The End of the War
Lincoln and Johnson Restoring the Union
A political cartoon of Andrew Johnson and Abraham Lincoln, 1865, entitled "The Rail Splitter At Work Repairing the Union." The caption reads (Johnson): Take it quietly Uncle Abe and I will draw it closer than ever. (Lincoln): A few more stitches Andy and the good old Union will be mended.
During the Civil War, the Radical Republican leaders argued that slavery had to be permanently destroyed, and that all forms of Confederate nationalism had to be suppressed. Moderates said this could be easily accomplished as soon as Confederate armies surrendered and the Southern states repealed secession and accepted the 13thAmendment – most of which happened by December 1865.
President Lincoln was the leader of the moderate Republicans and wanted to speed up Reconstruction and reunite the nation painlessly and quickly. Lincoln formally began Reconstruction in late 1863 with his Ten percent plan, which went into operation in several states but which Radical Republicans opposed. Lincoln vetoed the Radical plan, the Wade–Davis Bill of 1864, which was much more strict than the Ten-Percent Plan.
Upon Lincoln's assassination in April 1865, Andrew Johnson of Tennessee, who had been elected with Lincoln in 1864 on the ticket of the National Union Party as the latter's vice president, became president. Johnson rejected the Radical program of harsh, lengthy Reconstruction and instead appointed his own governors and tried to finish reconstruction by the end of 1865.
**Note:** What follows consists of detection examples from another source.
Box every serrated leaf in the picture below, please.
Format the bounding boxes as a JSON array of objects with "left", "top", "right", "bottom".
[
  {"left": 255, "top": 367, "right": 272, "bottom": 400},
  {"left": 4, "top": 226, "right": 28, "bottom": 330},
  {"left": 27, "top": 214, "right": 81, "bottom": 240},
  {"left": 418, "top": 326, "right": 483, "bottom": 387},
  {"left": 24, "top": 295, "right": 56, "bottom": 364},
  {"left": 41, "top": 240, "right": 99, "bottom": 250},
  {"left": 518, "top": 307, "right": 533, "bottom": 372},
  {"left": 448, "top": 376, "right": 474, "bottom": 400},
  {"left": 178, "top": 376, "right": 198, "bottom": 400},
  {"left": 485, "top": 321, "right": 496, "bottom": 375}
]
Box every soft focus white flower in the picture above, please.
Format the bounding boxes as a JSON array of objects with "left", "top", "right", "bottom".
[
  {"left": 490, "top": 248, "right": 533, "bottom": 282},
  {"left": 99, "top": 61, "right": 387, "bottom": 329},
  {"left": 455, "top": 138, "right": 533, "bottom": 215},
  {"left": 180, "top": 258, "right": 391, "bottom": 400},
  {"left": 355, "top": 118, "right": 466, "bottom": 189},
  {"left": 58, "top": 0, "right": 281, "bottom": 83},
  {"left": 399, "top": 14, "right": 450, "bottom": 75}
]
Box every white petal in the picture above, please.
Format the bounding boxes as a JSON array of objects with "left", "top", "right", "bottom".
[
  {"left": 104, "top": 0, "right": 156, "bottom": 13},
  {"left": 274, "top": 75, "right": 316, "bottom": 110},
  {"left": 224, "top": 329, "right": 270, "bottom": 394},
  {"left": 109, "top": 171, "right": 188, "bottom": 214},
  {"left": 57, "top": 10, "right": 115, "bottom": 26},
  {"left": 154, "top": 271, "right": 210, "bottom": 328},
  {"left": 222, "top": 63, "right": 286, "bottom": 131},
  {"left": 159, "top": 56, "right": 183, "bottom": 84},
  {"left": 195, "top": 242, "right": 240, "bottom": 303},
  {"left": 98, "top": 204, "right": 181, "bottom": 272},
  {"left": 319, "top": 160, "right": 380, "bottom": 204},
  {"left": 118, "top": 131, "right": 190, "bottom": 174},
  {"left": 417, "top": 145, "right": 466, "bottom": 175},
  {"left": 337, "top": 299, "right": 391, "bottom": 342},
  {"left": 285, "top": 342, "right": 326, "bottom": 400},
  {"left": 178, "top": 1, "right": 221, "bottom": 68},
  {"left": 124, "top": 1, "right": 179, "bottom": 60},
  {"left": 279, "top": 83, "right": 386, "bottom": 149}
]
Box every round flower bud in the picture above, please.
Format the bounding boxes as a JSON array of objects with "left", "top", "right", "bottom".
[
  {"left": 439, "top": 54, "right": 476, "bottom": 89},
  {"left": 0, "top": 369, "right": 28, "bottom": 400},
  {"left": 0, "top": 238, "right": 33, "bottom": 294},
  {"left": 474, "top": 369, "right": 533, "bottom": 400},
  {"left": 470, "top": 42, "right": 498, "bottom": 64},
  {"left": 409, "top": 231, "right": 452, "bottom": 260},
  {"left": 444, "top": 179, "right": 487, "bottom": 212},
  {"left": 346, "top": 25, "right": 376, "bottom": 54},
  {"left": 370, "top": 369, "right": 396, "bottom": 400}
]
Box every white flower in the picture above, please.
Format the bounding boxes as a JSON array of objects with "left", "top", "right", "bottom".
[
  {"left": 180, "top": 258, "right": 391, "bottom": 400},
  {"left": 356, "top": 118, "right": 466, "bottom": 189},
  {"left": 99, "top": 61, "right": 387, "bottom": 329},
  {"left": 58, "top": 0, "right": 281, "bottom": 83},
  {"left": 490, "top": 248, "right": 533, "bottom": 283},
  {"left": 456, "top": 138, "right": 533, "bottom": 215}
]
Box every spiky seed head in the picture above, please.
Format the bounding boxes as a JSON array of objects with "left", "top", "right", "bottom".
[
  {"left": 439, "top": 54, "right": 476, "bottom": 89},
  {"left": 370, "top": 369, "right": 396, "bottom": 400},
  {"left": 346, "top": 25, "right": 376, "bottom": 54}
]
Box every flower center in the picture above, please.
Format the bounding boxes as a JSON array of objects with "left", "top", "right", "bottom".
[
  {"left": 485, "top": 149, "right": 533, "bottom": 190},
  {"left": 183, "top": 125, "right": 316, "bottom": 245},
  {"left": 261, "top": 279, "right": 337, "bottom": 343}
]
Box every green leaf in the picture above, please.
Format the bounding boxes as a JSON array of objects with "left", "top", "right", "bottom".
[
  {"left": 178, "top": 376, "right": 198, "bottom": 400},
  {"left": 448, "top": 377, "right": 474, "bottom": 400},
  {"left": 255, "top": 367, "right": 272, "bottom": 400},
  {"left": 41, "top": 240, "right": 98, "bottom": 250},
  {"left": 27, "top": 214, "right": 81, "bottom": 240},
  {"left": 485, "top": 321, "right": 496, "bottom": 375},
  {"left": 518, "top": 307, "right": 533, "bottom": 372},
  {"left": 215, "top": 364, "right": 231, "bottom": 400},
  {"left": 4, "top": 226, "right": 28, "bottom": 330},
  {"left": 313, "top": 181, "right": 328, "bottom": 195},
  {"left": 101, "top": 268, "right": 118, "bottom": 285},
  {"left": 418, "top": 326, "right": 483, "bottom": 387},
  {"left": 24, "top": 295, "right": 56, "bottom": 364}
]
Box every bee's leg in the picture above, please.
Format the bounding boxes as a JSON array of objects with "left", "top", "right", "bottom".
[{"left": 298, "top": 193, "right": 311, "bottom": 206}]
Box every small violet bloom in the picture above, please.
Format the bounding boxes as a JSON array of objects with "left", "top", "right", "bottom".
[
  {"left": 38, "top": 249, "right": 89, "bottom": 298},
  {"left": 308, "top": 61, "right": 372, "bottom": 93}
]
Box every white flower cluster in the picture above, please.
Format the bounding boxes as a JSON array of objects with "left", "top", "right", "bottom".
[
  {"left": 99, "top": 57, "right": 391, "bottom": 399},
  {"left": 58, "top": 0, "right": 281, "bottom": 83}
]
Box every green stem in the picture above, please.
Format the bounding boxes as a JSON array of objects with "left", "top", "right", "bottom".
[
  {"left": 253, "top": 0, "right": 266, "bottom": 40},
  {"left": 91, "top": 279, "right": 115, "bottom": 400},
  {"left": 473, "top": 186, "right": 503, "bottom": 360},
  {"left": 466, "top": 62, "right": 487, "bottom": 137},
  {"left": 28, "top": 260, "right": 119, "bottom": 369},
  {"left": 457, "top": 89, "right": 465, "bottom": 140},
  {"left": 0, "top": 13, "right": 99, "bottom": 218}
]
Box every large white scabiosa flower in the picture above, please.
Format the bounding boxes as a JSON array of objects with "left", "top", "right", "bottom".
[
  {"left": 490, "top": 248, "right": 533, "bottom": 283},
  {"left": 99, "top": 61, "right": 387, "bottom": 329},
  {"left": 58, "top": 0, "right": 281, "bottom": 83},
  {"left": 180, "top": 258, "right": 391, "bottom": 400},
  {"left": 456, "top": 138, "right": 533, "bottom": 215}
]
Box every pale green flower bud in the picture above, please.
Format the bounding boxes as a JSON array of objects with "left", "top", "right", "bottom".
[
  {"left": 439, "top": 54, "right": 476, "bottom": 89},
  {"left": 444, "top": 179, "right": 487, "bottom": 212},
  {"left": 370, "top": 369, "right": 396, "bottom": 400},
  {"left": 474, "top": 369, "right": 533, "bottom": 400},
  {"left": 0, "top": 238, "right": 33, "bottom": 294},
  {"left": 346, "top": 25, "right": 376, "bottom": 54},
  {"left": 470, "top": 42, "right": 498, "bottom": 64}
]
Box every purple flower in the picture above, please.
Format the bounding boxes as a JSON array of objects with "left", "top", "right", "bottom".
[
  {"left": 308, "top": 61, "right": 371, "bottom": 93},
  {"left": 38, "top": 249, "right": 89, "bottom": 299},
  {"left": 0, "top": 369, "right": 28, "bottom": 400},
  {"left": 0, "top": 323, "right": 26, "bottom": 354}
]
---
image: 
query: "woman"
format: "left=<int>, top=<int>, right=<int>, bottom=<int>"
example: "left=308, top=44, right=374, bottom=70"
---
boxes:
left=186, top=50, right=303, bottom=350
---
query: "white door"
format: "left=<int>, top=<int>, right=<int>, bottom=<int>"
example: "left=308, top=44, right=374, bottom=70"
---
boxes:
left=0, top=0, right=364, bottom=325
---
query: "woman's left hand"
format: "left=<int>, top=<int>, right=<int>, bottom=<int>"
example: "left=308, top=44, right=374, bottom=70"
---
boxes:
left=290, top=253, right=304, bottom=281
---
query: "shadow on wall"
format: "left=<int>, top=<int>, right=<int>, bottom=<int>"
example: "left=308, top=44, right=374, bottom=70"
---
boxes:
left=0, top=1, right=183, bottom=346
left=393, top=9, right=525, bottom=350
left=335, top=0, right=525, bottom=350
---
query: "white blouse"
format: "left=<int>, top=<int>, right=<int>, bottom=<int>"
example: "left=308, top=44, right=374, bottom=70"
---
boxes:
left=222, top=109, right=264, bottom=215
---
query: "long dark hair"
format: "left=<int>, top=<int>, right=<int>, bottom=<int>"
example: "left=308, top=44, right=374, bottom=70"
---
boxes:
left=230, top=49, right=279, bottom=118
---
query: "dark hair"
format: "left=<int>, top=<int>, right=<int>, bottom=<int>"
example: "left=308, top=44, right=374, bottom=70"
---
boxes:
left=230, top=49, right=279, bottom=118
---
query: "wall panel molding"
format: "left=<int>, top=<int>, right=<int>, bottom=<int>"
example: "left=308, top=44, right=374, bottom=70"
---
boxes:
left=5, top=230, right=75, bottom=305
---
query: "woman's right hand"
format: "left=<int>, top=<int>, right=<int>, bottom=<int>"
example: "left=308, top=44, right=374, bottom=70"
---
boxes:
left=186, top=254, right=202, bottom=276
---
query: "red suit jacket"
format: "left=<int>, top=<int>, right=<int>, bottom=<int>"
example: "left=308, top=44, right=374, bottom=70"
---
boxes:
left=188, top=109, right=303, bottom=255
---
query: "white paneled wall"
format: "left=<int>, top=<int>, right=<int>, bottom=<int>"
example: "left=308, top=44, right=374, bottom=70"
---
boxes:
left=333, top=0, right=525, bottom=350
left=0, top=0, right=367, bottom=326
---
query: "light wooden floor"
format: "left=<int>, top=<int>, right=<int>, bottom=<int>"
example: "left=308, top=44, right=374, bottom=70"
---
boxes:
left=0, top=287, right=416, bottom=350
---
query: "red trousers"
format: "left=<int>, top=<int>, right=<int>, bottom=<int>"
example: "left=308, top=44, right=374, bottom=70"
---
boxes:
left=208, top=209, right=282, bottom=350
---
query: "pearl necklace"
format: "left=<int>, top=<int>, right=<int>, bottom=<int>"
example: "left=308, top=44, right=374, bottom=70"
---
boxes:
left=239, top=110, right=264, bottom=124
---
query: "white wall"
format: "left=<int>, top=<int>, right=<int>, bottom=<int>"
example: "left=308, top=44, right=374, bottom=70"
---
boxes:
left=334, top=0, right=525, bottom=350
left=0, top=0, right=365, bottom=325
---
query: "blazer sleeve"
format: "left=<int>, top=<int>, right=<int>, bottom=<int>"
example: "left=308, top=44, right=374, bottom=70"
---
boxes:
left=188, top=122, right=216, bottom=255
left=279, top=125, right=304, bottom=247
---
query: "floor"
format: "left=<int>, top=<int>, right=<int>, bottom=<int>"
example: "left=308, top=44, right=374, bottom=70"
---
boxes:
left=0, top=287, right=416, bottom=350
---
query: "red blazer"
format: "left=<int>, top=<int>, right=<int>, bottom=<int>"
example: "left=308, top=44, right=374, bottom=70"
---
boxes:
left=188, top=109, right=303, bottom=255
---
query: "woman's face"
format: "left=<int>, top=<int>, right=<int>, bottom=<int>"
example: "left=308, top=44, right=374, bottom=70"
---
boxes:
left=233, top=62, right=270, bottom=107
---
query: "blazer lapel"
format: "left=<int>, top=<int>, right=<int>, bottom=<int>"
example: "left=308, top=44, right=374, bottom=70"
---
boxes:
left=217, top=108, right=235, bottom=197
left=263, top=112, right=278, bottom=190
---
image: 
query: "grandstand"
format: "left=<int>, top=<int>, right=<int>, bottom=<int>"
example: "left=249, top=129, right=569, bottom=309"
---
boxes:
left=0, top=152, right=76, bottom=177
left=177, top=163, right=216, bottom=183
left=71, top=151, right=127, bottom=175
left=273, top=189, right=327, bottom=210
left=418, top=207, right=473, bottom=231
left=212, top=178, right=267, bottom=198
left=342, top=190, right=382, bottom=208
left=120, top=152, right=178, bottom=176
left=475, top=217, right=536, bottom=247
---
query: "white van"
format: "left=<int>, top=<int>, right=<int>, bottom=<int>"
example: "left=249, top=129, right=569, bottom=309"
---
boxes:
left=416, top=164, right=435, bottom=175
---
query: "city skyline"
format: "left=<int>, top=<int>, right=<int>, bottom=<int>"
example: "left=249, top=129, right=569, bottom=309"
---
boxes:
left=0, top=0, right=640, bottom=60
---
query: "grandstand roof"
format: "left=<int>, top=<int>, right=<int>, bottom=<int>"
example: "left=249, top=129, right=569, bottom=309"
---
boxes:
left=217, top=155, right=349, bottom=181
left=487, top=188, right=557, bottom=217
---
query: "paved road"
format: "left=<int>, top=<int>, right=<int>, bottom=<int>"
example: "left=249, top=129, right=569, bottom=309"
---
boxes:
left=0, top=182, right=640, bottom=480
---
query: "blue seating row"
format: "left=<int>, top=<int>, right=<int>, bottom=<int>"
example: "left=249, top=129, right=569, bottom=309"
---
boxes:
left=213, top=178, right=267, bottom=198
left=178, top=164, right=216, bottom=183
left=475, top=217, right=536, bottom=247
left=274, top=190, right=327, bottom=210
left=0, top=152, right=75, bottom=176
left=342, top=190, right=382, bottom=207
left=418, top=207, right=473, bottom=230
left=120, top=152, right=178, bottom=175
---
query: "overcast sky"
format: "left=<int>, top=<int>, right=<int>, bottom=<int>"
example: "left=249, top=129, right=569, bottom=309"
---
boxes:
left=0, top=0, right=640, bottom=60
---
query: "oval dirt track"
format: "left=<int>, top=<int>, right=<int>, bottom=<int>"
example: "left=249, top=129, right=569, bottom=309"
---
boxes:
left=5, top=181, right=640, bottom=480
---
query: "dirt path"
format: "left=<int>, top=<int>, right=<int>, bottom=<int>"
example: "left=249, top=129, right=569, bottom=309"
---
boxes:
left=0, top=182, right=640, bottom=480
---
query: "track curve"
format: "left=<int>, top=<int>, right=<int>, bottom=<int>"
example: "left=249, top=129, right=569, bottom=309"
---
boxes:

The Republican Congress established military districts in the South and used Army personnel to administer the region until new governments loyal to the Union could be established. While Congress temporarily suspended the ability to vote of approximately 10,000 to 15,000 white men who had been Confederate officials or senior officers, constitutional amendments gave full citizenship and suffrage to former slaves.